Nancy Zambell: Now what about energy? Are there any particular segments in energy that you really like right now?
Ashmead Pringle: Yes, we think natural gas is performing pretty well. It had been very cheap last year because of the extremely mild winter that we had, which left us with record-high stocks in storage at the beginning of this heating season.
But we've had a fairly good winter and cold February and March, so those overhanging stocks have really been totally depleted, or will be in the next week or two. And we're going to end the heating season with natural gas in storage that's a little bit less than the five-year average. So that's firmed prices a bit.
There will be a shift away from natural gas, probably, at these prices-back to coal-by the power utilities, because coal is a good bit cheaper than natural gas right now. But we think that gap will probably close by coal rising rather than natural gas falling too much.
Nancy Zambell: Is there anything going on in the cotton market? I noticed that year-to-date, it looks like cotton has done very, very well, and didn't do too badly last year. Is there just an increase in cotton demand now?
Ashmead Pringle: Well, I'm not tracking cotton very closely these days. China is the world's biggest producer and also the biggest user. And the US-though it's not the largest cotton producer-is kind of a swing market, and so our exports can fill the gap when there's a problem elsewhere.
Nancy Zambell: Let's turn to the real estate side of the equation. Are you seeing a rise in the demand for farmland?
Ashmead Pringle: Oh yes. It's across the news. You're reading about record prices for farmland-particularly in the Midwest-at auctions.
It remains to be seen if those prices will work. Some folks wonder if there's a bubble there. It certainly is going to depend on how well crop prices maintain the high levels.

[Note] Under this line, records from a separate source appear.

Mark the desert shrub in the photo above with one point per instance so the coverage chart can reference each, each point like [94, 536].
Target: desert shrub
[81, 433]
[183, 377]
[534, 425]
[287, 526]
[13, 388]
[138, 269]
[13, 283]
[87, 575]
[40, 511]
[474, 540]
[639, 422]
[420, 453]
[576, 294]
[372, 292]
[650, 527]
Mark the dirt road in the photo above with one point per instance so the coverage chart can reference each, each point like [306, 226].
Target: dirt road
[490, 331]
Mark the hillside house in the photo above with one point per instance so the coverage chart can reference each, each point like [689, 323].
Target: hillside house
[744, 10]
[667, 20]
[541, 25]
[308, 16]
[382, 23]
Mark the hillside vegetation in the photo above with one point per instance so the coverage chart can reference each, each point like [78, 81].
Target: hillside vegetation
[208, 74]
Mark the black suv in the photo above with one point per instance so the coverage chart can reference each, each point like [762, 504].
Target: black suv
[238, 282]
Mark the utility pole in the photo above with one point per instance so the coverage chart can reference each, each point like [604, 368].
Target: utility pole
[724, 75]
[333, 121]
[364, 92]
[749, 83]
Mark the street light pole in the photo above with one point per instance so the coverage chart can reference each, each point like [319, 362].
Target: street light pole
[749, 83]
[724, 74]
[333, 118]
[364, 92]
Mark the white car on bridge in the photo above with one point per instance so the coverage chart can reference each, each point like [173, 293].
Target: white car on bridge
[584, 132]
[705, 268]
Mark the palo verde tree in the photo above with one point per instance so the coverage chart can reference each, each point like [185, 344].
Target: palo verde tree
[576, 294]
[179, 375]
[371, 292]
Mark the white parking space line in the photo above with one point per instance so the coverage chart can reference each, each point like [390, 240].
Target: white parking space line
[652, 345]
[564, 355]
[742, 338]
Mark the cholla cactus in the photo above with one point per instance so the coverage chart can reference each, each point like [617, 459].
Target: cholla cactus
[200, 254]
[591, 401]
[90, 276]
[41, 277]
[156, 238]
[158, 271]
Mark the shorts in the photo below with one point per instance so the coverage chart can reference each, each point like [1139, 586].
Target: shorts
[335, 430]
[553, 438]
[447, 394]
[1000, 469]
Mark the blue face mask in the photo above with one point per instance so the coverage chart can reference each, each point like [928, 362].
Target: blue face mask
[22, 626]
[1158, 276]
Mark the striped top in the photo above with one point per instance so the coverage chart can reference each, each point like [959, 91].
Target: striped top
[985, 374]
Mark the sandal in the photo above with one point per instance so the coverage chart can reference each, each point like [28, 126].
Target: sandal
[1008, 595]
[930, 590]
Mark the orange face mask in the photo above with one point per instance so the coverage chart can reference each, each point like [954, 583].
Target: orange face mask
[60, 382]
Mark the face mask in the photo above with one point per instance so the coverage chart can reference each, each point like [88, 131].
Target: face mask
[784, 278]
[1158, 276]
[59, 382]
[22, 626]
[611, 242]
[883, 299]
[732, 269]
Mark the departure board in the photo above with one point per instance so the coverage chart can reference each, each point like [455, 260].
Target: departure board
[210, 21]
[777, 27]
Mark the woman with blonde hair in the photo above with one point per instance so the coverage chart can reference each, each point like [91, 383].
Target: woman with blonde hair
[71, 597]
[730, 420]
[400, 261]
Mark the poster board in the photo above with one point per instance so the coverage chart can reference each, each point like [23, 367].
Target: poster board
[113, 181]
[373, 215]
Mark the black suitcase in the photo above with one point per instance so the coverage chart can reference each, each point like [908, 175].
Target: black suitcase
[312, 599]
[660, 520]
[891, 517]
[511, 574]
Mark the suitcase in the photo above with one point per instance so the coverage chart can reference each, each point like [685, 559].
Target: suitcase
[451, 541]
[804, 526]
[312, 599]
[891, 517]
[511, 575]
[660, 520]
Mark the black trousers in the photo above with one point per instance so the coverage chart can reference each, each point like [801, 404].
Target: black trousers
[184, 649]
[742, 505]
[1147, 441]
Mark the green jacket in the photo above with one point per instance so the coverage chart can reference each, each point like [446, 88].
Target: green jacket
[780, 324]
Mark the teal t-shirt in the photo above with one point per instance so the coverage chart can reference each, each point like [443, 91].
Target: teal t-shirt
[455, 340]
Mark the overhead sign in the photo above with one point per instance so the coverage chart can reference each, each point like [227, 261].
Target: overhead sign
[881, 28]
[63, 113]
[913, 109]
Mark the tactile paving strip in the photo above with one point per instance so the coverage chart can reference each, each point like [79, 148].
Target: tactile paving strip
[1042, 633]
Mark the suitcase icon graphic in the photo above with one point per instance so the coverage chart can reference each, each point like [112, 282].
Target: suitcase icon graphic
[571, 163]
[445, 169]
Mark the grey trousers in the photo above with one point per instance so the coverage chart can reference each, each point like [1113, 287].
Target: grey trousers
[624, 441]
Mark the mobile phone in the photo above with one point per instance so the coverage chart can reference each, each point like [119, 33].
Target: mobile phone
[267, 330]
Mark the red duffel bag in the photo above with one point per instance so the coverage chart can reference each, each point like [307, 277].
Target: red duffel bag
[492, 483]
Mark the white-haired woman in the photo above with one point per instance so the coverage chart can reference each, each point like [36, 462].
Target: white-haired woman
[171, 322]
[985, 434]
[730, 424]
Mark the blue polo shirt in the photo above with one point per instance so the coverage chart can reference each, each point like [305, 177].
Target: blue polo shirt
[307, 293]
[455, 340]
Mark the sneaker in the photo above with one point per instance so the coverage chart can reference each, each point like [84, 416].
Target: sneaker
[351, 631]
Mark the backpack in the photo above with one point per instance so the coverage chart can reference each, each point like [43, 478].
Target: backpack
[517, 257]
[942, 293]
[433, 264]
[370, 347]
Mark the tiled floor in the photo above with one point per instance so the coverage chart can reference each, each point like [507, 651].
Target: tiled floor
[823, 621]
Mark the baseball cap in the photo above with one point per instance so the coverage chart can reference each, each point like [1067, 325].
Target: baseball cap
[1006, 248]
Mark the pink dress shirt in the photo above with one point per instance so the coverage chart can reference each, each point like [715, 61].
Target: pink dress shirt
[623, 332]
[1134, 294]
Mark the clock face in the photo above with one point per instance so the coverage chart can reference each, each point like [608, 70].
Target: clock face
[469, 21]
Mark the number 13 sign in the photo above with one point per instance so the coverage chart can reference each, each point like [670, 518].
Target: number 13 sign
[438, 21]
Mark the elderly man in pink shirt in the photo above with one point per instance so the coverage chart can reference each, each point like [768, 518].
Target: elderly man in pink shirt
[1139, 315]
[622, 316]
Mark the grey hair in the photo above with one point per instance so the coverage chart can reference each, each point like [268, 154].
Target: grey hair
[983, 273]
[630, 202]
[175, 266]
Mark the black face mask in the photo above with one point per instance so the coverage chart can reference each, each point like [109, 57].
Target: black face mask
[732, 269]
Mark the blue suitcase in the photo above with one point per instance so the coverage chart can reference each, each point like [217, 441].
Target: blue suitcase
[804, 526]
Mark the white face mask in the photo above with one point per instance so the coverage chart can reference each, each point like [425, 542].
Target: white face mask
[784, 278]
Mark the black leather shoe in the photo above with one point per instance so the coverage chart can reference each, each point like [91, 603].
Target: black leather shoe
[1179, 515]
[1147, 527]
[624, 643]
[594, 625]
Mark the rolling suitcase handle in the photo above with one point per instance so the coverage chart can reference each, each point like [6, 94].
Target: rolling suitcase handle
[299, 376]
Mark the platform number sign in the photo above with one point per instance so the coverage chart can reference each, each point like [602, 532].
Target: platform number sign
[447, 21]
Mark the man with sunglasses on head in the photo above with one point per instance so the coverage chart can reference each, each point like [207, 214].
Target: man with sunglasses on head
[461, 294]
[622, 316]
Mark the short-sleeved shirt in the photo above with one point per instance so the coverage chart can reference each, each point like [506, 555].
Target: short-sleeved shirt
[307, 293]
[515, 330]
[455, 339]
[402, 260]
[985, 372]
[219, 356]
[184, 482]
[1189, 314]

We think that the best deals in farmland, domestically, are not in the Midwest, but in other states that have good growing conditions and also have good access to water-and maybe land that would be converted from timber or from other crops. But farmland has become a very, very popular asset class, though it can be quite difficult to access.
Nancy Zambell: Did the prices of farmland correlate at all with the general real estate market? Because obviously we've had a really nice housing market recently, with more demand for residential property.